(Fortune) -- For three decades, Japanese manufacturers have been chewing through the U.S. auto market like termites in a lumberyard. Led by Toyota, Honda, and Nissan, they now account for more than 38% of sales.
But that rapid advance may be coming to an end. Reason: Japanese product cycles are generally converging to the industry average. They are churning out new models no more quickly than everybody else.
That's just one of the surprising conclusions in the latest edition of "Car Wars," published by Bank of America Merrill Lynch's chief auto analyst john Murphy.
Car Wars is an annual study that assesses the relative strength of each automaker's product pipeline. Its thesis is that the rate at which an automaker refreshes its product line is a major determinant of its market share. In other words, the manufacturer with the newest car line wins. Over the last ten years, automakers with the highest replacement rate and the youngest showroom age have gained sales at the expense of competitors.
The end of a 30-year trend
What's going to hold back Japanese growth in the future, Murphy writes, is its slowing rate of replacement.
Honda (HMC) leads the industry with a planned 129% replacement rate between 2011 and 2014.
But Toyota (TM) is below the industry average for the next four years. And the average annual replacement rate for the Japanese of 27% is in line with the rest of the industry. Concludes Murphy: "We don't expect Japanese OEMs in total to carve off large chunks of market share, ending the trend of the last decade."
Europeans are also laggards in the survey. As befits their concentration in the upper reaches of the car market, they have a slower-than-average replacement rate. Some 46% of their new models are in the luxury and sporty car category versus 10% for the industry as a whole.
One popular-priced brand will be getting a lot of attention though. Volkswagen is opening a new plan in Tennessee and has some very ambitious goals for volume. It could be headed to dethrone Toyota as the world's largest automaker.
A big question mark is how some famous European brands will fare under their new owners. Volvo, Saab, Jaguar, and Range Rover have all changed hands in the past 24 months.
Two out of three ain't bad
The Car Wars report contains relatively good news for two of the Detroit Three.
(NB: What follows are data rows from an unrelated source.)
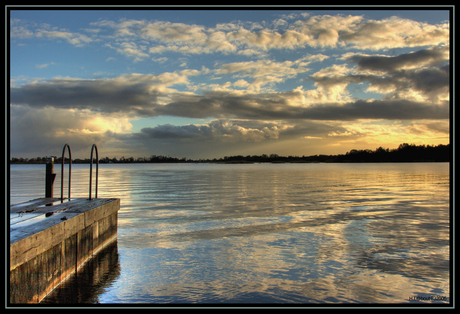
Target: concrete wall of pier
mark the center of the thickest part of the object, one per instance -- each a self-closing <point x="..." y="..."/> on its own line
<point x="42" y="260"/>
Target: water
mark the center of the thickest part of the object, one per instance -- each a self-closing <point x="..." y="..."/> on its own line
<point x="264" y="233"/>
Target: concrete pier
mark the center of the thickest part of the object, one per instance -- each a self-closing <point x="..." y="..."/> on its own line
<point x="50" y="240"/>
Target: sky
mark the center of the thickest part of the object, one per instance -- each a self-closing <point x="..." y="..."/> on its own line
<point x="215" y="83"/>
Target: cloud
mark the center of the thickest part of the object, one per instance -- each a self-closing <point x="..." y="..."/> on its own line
<point x="46" y="130"/>
<point x="44" y="65"/>
<point x="319" y="31"/>
<point x="432" y="56"/>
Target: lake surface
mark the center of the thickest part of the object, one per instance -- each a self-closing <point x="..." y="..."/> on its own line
<point x="263" y="233"/>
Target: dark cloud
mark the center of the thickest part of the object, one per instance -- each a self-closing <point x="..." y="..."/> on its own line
<point x="433" y="56"/>
<point x="111" y="97"/>
<point x="277" y="108"/>
<point x="97" y="95"/>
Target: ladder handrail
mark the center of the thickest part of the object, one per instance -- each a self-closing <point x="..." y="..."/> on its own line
<point x="91" y="170"/>
<point x="62" y="171"/>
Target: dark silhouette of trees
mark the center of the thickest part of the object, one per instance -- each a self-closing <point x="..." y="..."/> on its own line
<point x="404" y="153"/>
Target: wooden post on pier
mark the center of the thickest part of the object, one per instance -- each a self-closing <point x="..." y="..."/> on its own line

General Motors' product launches should stabilize the market share of its four remaining brands near their current levels. Through May, GM was running at a rate of 18.7%. That's well below its historical average, but after losing share for 50 years, the automaker would welcome a sign that its share losses have leveled off.
GM remains primarily a truck company, though, which could handicap it if gas prices rise. The launch of its next-generation large pickup in 2014, along with a new Suburban, means that 44% of GM's new models over the next four years will be light trucks, versus 21% for the industry as a whole.
Ford is going heavier than other manufacturers into crossovers. The Explorer moves from a truck frame to a car-like unibody construction later this year, while a European-inspired crossover called the Grand C-Max arrives in 2012.
Like everybody else in Detroit, Murphy isn't expecting much out of Chrysler. A relative lack of investment by previous owners means that its annual average replacement rate over the next four years is 24%, below the industry average of 27%.
But the numbers don't reflect the impact that Fiat CEO Sergio Marchionne is making on the company. Marchionne is pushing Chrysler to move faster than it ever has before and to get creative in its design and marketing.
While Chrysler isn't full-out replacing a lot of volume, it is touching up many of its models. If advertising can create buzz, and customers pay attention, Chrysler could surprise some people.